How about this, I know it was only $30, but look, it is the 4th time someone was able to steal coins from me, i have had paypal scam me, i have had someone lift a private key from a paper wallet and drain the coins, if we can figure out how to secure cryptocoins in some manner, they will never ever amount to anything main stream, i don't like using money that tends to disappear. So if your going to be involved in such a new exciting trend, then why not work to make it better? why no write some simple fucking code that makes you wait 1 hour to withdrawl your coins after resting your password? i mean duh?? how hard would it be for cryptsy website to figure out that if a user #1 resets a password, then #2 sells all coins and converts to BTC, then #3 changes the withdraw address to a new never seen BTC address, then #4 withdrawals every fucking dime, all while #5 logged in from a never seen IP address, = THEFT and stop or pause the transaction until you can confirm the users identity. I mean if your going to accept money and hold it in a 'account' then you suggest that you demonstrate the responsibility to handle that money in a secure manner.
NOW since i have made several attempts to get you to make positive changes to your services, and you have suggested that, there is really nothing you can do..... this is what i am thinking.... I really think i will just fucking SUE YOU for $30, plus damages, all on principle.

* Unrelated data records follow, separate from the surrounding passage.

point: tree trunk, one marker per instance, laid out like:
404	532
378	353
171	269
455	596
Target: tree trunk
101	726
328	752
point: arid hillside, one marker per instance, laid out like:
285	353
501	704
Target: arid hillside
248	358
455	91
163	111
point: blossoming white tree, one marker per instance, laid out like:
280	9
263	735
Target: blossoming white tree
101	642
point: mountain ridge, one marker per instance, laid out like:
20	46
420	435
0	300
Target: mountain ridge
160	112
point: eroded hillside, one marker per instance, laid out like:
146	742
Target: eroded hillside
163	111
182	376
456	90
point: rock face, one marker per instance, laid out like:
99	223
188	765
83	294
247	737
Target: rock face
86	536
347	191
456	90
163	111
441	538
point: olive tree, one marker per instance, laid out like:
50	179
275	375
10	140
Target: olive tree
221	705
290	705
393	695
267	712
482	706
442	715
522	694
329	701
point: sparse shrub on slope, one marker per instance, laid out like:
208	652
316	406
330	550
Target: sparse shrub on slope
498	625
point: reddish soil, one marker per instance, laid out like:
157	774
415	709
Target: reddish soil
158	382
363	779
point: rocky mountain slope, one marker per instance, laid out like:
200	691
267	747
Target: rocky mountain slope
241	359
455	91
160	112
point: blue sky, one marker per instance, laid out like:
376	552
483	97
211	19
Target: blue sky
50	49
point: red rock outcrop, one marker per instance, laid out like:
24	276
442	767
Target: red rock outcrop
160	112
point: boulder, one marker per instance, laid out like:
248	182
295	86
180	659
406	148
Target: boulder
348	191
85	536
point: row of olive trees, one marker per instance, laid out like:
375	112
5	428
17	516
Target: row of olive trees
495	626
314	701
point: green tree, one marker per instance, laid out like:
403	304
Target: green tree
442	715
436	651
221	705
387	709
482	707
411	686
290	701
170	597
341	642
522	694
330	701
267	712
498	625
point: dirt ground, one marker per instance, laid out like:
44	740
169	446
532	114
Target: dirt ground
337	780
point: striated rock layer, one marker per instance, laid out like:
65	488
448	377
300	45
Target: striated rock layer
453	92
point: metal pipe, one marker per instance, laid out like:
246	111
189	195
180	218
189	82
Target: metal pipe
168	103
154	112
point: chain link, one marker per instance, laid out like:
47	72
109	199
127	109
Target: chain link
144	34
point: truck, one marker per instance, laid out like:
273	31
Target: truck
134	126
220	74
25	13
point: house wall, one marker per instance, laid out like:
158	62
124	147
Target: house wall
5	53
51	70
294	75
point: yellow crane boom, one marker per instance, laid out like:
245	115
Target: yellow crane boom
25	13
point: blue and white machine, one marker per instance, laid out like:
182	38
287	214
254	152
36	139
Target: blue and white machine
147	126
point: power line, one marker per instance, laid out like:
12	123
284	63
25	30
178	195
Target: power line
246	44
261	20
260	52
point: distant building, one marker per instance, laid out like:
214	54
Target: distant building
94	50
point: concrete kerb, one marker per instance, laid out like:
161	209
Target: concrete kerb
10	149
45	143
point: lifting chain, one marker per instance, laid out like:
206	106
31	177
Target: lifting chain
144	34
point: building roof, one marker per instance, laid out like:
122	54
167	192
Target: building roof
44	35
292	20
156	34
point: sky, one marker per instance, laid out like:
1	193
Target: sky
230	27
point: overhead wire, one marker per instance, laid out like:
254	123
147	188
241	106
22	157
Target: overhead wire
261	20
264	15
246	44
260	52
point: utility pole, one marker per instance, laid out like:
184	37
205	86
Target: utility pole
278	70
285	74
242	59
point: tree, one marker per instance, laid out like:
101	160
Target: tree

See it all seems like common sense to me. And i think other people will see it my way. I don't think you have demonstrated an honest effort to protect my money. Now you may think i am not serious, you may think why would i spend $3000 in legal fees to teach you a lesson? well its because I think you need to be taught a lesson. I think you really don't know what your doing, business wise, I think you know some stuff about cryptocoins, but I bet you don't know much about legal issues and customer service, and a thing called implied security. You see, implied security is where my bank takes my money and I assume they are going to protect it. This is why i put it in a bank. I mean, i could leave my coins lay around anywhere and get them stolen. But your service implies that you are making an honest effort to protect them. which when such obvious red flag behavior is allowed to go unchecked through your system, you obliviously have NO security.
So now, we have 2 choices, you can work to correct this situation, or, I SWEAR TO GOD ON ALL THAT IS HOLY I WILL SUE THE SHIT OUT OF YOU. and I DONT CARE IF I WIN MY $30 back or not, I will spend $3000 to drag your name through the mud to get you to do what you should do. You see any good business would automatically take responsibility, and correct the situation to keep good PR, and it seems to me you could use ALOT OF GOOD PR. I mean really, I haven't found one good thing on any google search i have done, I mean there are litterally thousands of negative comments and feedback all over the WWW, hell just google cryptsy. goto the second page and start reading....
So do you want to fix this or do you want to set there and tell me how there aint shit you can do about it?